Roaming
O trees of life, O when are you wintering? We are not unified. We have no instincts like those of migratory birds. Useless, and late, we force ourselves, suddenly, onto the wind, and fall down to an indifferent lake. We realize flowering and fading together. And somewhere lions still roam. Never knowing, as long as they have their splendor, of any weakness.
--Rainier Maria Rilke, “Duino Elegies”
Last night I found one of my journals from a few years ago & in it
I’d drawn fantastical creatures such as a lion with flamingo legs &
trident ears & I’d written about a woman on safari who’d been
mauled by a tiger & about how my father hadn’t forgiven me for
leaving Kentucky because he thought that place was magical &
he’d lived there his whole life & he loved the horses lolling in
lime-green fields not far from ancient coal pockets & he wondered
why would anyone ever leave it. When I moved to the foothills of
the Rockies I knew I was home, with the clean dry clear air &
violet clouds spooling around the mountains with melted-metal
lakes, but then with Covid, with everyone holed up, all the wild
animals, the bears & elk & mountain lions, came down from the
peaks like foul fairies to prey on us humans. Years ago when I
lived in Manhattan I went to a gathering & a poet read from her
work & she rhapsodized about the wild animals in the Rockies &
she imagined all of them leaving the mountains to magic the humans
into stone, immediately, irreversibly, beastily. Then I read Rilke &
he moved the lions into my head & I pondered our decay & that of
the wildest of beasts, our decline as tawdrily random & destructive
as attack, neglect, disease & how even sheltering trees break &
stones erode & I wondered about melancholy Rilke and how he
blossomed and withered and measured the distance from his heart
to his body & I knew my daily flourishings and perishings flew
past me & I could never go back back back & gnaw through the lines
of time to return to my salad days & anyway the point, at least
to me, is that there’s an indifference in nature that is heartbreaking.
As a teenager in Kentucky I once saw a rabid squirrel by a beech or
was it an oak or a maple but anyway most of the trees there gave me
such awful allergies I wanted to pull out my sinuses & clean out my
head with boiling water but that was nothing compared to what else
surrounded me, cancers, heart attacks, suicides, the South being
forever gothic, & a young woman in her twenties, a lovely thing,
got run over & killed by a cement truck & cement trucks have to
keep moving, I mean the barrel part not the wheels, & a few months
later the woman’s mother was found dead on her daughter’s grave.
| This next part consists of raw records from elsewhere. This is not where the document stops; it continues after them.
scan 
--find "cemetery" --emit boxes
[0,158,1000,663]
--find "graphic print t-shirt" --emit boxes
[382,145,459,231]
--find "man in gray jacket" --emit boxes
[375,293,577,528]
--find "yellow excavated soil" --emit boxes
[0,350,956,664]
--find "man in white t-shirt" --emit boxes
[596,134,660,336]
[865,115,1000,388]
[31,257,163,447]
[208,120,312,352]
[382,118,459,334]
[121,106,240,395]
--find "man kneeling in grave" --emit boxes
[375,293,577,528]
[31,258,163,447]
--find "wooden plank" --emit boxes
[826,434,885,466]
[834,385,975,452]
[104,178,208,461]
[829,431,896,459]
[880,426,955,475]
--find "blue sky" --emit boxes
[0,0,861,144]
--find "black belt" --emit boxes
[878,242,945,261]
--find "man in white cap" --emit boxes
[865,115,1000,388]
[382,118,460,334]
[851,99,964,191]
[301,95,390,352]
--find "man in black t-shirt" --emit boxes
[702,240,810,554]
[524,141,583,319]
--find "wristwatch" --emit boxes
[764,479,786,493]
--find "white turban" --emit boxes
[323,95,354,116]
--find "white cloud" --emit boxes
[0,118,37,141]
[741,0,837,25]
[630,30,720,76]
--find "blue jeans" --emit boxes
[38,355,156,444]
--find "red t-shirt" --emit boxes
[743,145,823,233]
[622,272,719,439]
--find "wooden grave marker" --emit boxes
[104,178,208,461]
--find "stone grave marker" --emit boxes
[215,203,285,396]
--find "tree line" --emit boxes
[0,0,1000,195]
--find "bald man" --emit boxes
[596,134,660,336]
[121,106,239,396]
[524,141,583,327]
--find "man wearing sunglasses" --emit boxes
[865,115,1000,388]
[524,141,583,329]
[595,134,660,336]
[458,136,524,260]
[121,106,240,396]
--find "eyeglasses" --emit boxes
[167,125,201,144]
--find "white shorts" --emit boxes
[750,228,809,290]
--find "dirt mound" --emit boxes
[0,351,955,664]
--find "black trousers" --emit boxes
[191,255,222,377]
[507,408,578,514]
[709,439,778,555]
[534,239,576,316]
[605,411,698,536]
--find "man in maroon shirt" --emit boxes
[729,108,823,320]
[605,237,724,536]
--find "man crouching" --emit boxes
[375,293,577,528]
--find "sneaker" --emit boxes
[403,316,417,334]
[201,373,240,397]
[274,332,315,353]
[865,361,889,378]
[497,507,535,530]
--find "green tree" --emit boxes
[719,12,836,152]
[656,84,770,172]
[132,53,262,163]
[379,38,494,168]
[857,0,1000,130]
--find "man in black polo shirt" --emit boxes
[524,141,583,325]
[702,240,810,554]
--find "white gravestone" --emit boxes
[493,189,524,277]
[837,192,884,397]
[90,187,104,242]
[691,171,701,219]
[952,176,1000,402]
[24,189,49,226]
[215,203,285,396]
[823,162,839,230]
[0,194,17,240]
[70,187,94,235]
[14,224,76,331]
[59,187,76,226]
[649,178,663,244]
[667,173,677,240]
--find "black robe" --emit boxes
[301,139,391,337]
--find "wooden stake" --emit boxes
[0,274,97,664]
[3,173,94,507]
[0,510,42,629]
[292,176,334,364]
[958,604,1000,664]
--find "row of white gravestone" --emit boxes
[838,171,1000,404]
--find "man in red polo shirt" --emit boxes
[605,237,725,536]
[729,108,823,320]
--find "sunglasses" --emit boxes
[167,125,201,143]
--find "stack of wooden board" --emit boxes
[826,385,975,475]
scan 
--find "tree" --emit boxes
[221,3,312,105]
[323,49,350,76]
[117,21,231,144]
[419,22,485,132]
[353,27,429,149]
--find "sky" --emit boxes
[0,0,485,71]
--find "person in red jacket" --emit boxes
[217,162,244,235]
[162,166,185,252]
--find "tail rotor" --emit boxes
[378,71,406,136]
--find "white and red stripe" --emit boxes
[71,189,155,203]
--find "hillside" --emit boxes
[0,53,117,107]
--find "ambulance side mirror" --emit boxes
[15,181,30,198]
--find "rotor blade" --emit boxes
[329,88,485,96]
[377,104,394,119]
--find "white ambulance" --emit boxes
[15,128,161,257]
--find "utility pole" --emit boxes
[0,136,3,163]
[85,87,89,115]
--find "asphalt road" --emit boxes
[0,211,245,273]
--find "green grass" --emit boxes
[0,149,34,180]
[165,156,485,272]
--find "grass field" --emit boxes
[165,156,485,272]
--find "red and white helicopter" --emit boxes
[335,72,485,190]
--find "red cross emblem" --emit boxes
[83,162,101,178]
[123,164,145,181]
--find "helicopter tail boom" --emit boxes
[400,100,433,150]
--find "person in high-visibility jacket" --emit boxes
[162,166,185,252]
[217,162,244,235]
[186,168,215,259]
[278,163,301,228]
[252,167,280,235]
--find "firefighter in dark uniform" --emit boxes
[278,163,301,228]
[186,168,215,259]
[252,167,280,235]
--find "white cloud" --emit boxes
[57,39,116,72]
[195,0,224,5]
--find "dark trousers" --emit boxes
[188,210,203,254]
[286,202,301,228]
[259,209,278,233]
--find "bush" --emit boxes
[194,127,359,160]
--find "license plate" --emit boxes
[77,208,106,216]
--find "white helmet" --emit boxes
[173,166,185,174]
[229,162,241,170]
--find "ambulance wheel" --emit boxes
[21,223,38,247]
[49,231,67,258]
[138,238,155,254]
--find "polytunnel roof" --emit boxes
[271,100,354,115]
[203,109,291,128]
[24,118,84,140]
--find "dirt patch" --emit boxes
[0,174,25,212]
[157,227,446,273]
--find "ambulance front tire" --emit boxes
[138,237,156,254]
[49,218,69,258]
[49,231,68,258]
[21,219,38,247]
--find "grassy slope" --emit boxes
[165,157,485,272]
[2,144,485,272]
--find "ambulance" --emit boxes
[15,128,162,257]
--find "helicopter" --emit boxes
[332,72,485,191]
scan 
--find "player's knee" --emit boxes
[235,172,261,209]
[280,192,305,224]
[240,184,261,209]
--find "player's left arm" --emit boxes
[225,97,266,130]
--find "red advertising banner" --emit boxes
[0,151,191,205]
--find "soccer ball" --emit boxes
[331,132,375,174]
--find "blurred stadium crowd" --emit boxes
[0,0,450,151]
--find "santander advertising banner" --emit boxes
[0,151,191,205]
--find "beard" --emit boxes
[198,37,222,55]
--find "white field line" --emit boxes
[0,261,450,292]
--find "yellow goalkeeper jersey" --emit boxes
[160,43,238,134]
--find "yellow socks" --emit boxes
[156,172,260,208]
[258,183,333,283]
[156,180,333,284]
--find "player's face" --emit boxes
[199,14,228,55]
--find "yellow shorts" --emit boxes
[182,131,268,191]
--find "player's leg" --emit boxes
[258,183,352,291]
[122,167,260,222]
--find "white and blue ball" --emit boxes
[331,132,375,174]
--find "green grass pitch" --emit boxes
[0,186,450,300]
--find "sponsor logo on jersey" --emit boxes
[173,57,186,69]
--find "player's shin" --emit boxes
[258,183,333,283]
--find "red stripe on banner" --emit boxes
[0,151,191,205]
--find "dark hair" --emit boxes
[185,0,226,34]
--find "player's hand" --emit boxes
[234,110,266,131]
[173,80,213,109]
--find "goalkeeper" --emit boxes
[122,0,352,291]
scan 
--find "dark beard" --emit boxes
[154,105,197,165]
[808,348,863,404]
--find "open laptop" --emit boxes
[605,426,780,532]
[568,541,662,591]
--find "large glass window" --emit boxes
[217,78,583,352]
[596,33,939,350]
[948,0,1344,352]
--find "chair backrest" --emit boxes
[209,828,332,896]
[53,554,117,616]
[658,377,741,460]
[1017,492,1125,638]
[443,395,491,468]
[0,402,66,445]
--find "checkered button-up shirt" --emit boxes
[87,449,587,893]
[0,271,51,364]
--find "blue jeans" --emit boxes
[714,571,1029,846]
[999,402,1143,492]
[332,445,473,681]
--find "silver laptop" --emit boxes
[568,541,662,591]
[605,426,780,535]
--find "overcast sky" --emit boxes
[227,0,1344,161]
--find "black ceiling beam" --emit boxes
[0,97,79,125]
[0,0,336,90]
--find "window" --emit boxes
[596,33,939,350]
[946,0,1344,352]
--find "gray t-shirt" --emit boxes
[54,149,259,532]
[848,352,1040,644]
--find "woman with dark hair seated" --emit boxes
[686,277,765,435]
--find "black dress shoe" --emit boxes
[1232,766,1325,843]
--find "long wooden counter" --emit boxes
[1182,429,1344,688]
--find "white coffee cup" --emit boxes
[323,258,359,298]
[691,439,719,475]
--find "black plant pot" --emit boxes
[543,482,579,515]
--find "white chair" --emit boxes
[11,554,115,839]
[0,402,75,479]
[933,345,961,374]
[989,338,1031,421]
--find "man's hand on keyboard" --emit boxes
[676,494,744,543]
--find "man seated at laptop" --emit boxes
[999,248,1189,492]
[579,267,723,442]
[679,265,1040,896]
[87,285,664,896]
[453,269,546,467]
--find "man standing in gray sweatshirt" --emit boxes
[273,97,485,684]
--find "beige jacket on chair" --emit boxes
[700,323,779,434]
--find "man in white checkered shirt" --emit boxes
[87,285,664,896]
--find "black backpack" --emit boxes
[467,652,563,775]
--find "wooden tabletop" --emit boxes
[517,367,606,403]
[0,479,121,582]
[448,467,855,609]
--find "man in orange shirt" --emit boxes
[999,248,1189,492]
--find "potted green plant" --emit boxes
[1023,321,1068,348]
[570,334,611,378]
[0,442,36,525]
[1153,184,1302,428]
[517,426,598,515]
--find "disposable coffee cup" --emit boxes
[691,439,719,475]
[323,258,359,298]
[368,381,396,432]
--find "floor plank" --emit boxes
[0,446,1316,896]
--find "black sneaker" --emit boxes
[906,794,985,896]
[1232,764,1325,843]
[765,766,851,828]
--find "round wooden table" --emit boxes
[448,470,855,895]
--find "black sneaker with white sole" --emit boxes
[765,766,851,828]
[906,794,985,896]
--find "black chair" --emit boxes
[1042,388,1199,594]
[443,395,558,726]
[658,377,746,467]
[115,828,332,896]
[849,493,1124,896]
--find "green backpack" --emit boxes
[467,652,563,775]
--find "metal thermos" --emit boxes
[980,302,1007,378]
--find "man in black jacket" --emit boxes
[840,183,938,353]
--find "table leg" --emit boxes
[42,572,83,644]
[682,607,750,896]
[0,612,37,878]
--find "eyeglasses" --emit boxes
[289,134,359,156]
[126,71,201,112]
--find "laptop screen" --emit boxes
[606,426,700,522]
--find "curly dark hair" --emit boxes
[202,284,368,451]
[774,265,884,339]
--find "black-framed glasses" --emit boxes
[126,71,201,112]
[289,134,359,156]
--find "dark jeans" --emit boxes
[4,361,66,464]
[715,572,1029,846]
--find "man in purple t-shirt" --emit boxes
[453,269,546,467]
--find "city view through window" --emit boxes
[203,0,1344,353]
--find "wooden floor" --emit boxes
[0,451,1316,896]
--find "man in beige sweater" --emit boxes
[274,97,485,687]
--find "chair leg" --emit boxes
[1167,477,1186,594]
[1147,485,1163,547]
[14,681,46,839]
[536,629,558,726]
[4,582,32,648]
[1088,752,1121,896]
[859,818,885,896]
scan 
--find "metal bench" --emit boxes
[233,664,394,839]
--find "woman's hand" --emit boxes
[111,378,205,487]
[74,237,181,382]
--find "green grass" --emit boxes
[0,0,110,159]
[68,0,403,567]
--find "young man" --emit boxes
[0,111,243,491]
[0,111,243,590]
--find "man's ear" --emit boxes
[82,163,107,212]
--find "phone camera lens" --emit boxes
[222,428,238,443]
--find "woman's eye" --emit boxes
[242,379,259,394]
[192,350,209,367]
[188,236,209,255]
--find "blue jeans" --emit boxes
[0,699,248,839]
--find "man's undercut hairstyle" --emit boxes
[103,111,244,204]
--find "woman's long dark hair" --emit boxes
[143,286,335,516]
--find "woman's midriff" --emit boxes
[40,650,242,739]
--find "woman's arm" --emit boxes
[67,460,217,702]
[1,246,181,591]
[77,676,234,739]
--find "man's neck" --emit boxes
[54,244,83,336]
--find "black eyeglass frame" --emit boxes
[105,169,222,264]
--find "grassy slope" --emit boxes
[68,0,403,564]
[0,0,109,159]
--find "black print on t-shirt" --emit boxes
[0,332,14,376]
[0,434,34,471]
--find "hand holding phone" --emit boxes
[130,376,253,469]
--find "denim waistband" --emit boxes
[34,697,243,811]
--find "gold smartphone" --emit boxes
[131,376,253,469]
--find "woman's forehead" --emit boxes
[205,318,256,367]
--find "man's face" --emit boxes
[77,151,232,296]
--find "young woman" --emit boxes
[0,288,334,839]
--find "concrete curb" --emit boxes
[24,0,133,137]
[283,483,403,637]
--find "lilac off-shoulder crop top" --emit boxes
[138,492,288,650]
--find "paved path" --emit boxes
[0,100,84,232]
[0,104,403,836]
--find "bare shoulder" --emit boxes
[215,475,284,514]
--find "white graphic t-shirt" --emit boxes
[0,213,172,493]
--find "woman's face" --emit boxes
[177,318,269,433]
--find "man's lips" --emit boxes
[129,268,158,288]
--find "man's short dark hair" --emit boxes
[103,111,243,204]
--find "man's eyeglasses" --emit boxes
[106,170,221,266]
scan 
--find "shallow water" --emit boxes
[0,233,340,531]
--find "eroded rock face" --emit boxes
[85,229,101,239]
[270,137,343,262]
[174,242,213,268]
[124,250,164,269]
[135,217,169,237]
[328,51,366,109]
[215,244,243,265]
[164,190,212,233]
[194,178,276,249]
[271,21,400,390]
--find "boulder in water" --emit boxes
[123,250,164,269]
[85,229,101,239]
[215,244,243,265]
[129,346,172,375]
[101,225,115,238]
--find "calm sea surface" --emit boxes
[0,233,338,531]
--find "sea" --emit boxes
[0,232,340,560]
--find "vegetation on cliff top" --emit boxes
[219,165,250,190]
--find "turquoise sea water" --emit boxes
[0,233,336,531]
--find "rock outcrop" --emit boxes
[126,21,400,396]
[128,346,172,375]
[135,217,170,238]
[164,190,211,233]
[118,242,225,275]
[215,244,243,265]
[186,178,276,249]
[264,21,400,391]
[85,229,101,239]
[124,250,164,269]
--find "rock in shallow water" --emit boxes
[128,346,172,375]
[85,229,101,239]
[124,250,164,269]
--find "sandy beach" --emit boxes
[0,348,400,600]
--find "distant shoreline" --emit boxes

Nowadays I tumble rocks in little barrels that work like the ones
in cement trucks & I found these rocks on a beach in Puget Sound,
the stones already smooth & therefore so much better for tumbling
than the schist of New York or the granite of the Rockies or the
limestone of Kentucky, which is filled with fossils of monsters like
centipedes the size of winter squash, & I cherish my magical
stone-control & as a child in Kentucky I lived in magic
because I didn’t yet know of my frailty & when my father died
last year I cried & cried & was not surprised at my suppression
breaking & someone at the wake told me that I’m in my prime &
sometimes I think my prime is behind me, but the writing in my
journal has not faded one bit & I half expect a lion to leap out of it.